Whitney parte duma simples consideração: nos 455 artigos que é possível encontrar no Google News e que têm como tema central o mea culpa do Fundo Monetário Internacional (FMI), nunca aparece o nome de Dominique Strauss-Kahn.

Esquisito? Sim, muito.

O FMI está arrependido. Admite que estava errado em 2010-2011, quando recomendou a austeridade para resolver os problemas económico-finenceiros. Admite que deveria ter esperado, pois as economias ocidentais ainda não estavam prontas para medidas de "lágrimas e sangue", antes deveriam der dado pelo menos alguns sinais de retoma.

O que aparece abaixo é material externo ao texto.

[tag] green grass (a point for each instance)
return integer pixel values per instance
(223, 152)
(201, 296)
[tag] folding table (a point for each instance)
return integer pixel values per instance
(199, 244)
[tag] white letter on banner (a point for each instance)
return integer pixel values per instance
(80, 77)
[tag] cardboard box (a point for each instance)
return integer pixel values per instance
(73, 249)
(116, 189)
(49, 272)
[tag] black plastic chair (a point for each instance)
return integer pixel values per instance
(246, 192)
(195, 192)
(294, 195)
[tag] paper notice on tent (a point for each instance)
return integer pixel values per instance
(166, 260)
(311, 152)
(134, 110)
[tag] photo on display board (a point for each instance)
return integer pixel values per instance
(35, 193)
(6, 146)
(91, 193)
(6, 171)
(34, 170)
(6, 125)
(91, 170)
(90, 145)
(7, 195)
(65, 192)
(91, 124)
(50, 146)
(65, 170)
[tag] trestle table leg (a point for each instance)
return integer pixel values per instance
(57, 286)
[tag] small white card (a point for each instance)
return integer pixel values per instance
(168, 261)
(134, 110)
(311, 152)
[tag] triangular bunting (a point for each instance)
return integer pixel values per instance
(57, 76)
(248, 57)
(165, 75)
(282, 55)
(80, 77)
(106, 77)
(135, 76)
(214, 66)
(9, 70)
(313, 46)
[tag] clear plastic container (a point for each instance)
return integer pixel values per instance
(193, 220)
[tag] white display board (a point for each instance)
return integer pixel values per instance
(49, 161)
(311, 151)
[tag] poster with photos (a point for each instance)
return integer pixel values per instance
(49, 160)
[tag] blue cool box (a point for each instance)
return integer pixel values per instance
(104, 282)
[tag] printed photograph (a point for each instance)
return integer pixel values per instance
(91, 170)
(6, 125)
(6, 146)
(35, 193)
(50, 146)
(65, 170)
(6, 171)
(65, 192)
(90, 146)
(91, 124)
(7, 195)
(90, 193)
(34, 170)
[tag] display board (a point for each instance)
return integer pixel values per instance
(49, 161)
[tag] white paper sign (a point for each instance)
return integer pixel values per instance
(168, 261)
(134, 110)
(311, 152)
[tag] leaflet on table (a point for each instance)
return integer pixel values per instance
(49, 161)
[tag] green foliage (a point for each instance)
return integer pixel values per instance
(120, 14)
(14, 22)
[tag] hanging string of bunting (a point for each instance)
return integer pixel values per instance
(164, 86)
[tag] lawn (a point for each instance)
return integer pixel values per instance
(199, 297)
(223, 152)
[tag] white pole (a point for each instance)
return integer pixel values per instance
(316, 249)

De acordo com o relatório publicado pela Divisão de Investigação do Gabinete de Avaliação Independente do FMI:
As recomendações do FMI sobre a consolidação fiscal provaram ser prematuras para todas as principais economias avançadas, como também é provado terem sido optimistas todas as suas projecções de crescimento [...] A combinação dessas políticas não só provou não ser totalmente eficaz na promoção da recuperação, mas também exacerbou os efeitos negativos.
Wow...foram precisos 3 anos mas afinal o FMI concorda com o blog: retirar sangue a quem sofre de hemorragia não é o melhor dos tratamentos. Nobel da Economia para o Max? Não, porque não era apenas Informação Incorrecta a dizer estas coisas, havia outros: Leitores, blogues, sites, economistas, políticos... então como é que o FMI ignorou todos os avisos e continuou com a política suicida?

Simples: porque a política suicida era o verdadeiro objectivo.
E a admissão tardia do FMI é falsa, apenas uma maneira de fazer saber ao público que não era aquele o caminho. Fica sempre bem, sobretudo quando as previsões para os próximos tempos não são as melhores e o ranger do prédio começa a ser audível.

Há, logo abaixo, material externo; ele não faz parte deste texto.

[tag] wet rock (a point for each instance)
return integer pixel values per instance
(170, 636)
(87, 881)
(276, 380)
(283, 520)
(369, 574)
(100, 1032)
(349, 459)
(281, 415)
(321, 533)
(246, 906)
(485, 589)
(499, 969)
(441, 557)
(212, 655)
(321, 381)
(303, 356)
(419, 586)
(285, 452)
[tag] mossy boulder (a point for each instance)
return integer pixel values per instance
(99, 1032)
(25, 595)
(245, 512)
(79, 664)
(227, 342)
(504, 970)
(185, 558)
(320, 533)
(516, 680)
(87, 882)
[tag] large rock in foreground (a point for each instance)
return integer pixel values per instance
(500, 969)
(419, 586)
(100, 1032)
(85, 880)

Tentamos ser sérios: mas alguém pensa que ninguém no FMI tinha previsto o actual cenário? Centenas de economistas não tinham intuído que empobrecer economias já empobrecidas teria dado torto?

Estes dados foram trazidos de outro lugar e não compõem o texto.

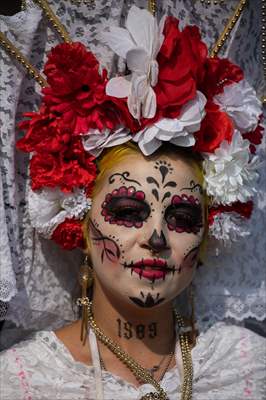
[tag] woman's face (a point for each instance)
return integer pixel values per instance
(146, 226)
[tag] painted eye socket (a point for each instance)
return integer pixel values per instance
(184, 217)
(126, 209)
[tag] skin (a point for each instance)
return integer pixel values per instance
(124, 296)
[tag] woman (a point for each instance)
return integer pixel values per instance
(144, 234)
(147, 218)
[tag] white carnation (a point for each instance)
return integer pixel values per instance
(50, 207)
(139, 44)
(96, 141)
(229, 173)
(228, 227)
(240, 102)
(178, 131)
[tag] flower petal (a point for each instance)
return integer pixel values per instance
(147, 35)
(118, 87)
(119, 40)
(149, 104)
(138, 61)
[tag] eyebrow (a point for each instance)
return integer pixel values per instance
(124, 175)
(193, 187)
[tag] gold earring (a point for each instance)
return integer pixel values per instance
(86, 281)
(192, 320)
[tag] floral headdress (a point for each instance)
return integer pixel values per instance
(173, 92)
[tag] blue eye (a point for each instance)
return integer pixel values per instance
(184, 217)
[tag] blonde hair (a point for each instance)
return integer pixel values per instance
(111, 158)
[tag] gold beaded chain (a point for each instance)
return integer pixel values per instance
(14, 52)
(228, 28)
(152, 7)
(263, 41)
(52, 18)
(140, 373)
(165, 369)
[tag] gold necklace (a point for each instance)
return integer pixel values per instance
(141, 373)
(152, 370)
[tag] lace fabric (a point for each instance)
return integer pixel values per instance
(37, 278)
(228, 363)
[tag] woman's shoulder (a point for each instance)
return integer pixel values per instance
(41, 364)
(231, 359)
(229, 340)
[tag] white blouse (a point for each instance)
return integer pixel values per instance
(229, 364)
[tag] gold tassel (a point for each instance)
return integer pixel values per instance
(86, 281)
(190, 321)
(194, 331)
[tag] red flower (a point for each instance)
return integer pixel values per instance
(181, 60)
(67, 170)
(255, 137)
(243, 209)
(218, 74)
(77, 91)
(44, 133)
(69, 234)
(215, 128)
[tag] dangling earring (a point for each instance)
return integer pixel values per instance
(192, 320)
(86, 281)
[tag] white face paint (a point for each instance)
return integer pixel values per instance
(146, 226)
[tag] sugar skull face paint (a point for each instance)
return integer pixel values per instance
(184, 214)
(148, 223)
(125, 206)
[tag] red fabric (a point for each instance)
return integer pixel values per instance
(77, 91)
(44, 133)
(68, 169)
(243, 209)
(215, 128)
(218, 74)
(181, 61)
(69, 234)
(181, 66)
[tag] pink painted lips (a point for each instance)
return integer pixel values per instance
(151, 269)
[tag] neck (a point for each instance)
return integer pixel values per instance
(134, 328)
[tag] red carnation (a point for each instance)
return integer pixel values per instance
(69, 234)
(218, 74)
(181, 59)
(215, 128)
(243, 209)
(67, 170)
(77, 91)
(44, 133)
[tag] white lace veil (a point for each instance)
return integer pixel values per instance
(37, 278)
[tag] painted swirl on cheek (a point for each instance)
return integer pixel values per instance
(184, 214)
(190, 258)
(125, 207)
(108, 247)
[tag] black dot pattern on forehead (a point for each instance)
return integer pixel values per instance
(163, 163)
(164, 167)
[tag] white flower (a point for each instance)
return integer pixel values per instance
(228, 227)
(229, 173)
(178, 131)
(139, 45)
(50, 207)
(240, 102)
(95, 141)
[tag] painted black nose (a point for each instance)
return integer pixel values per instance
(157, 242)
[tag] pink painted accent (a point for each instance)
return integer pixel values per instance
(22, 376)
(130, 192)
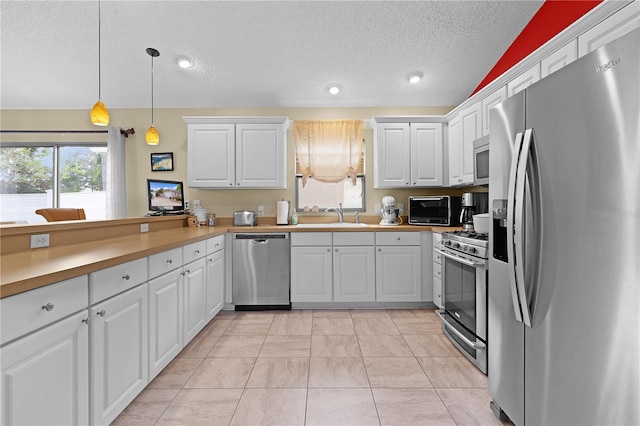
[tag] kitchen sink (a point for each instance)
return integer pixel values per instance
(332, 225)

Na verdade alguém do FMI tinha imaginado isso e costumava definir os apologistas da austeridade como furieux fous, loucos furioso. Este alguém era o Director do FMI em 2011: Dominique Strauss Khan.

Do ponto de vista dele, as medidas de choque impostas à Grécia e a outros Países europeus (Portugal!) com a crise da dívida soberana só iam provocar uma grave recessão económica e agitação social.

Foi exactamente o que aconteceu. Mas este foi apenas uma das consequências, como veremos mais à frente.

Sabemos o que aconteceu a Strauss Khan. Sabemos que foi preciso tempo para perceber exactamente o que estava em causa (eu, na altura, não vi nada de estranho nas acusações, considerando os gostos do simpático Dominique). Sabemos também que a procuradoria de New York arquivou definitivamente o caso contra ele. Mas já Strauss Khan não era Director do FMI, substituído por Christine Lagarde, casualmente apoiante da austeridade. E só a seguir tornou-se claro qual o novo rumo escolhido pela instituição.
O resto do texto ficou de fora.